自从嬴政设定西都之后,便未再管理朝内琐事。
除非重大的决策,大部分的事务,都是交给了扶苏来处理。
当然,每月朝内之事,扶苏都会派人快马送来,呈送给嬴政过目。
听到李斯这般说,嬴政眉头轻皱,坐直了身子,道:“说吧,到底什么事。”
“是,陛下。

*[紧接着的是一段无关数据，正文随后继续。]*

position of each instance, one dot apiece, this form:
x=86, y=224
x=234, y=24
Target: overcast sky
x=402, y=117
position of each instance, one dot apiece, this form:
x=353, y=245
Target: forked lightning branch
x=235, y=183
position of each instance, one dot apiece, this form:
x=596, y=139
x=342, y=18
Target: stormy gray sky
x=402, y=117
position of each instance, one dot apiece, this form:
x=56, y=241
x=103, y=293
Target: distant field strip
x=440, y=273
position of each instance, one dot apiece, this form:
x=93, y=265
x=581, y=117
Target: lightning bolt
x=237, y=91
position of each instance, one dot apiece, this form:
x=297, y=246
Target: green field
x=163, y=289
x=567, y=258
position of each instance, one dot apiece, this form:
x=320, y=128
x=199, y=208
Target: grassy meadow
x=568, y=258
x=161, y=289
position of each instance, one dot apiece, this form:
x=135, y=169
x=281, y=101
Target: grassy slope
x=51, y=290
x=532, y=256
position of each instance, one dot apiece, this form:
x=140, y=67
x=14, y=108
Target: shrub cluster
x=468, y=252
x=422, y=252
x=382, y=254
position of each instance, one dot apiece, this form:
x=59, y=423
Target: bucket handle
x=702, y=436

主要是国内粮食的事……”
“粮食?你刚才不是说大丰收吗?”嬴政直接打断了李斯,疑惑道:“难道是那几十万孔雀国的俘虏?”
尉犁之战,大秦俘获了大量的孔雀国俘虏,让其为大秦的驰道添砖加瓦。
几十万人的口粮,这着实是让人头痛之事,而且还是干重活的劳力,若是吃不饱,早晚得累死。
“那倒不是,尉犁缴获的粮食,足够他们吃两年呢。”李斯连忙回道,“主要是国内的粮食太多了……”

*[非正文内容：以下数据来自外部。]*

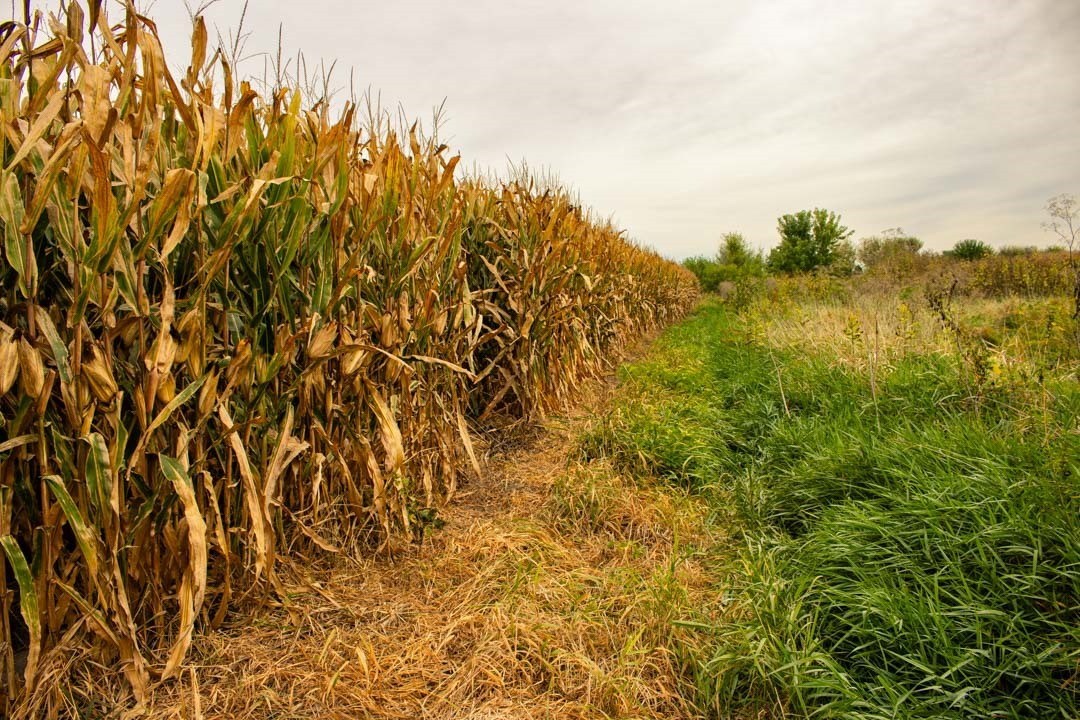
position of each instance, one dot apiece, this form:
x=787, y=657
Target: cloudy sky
x=685, y=120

当初成品之时,阿育王囤积了几年的粮食被水浸泡,不少又发了芽,这些个粮食,便被李斯安排人全部当作孔雀国人的食物。
毕竟,这可是够几十万人吃两年的粮食,到现在还没吃完呢。
嬴政眉头一皱,把李斯的话重复了一遍:“粮食太多了?”
“是的陛下。”
\"倒是奇哉,这粮食越多,你这个管后勤的宰相不应该更高兴才对吗?怎么这番苦脸?\"
李斯确实一脸苦相,见始皇这般打趣,便解释道:“陛下,倒不是臣倒苦水,这粮食多了也愁啊。百姓家里没那般多的粮仓,这不少粮食都放坏了,其中有的土豆发芽,竟是吃死了人……”
“胡闹!”听到死了人,嬴政竟是直接起身,“这是那个郡县的事?当初子婴不是说了,土豆发芽不能吃,怎么那么多人不听?”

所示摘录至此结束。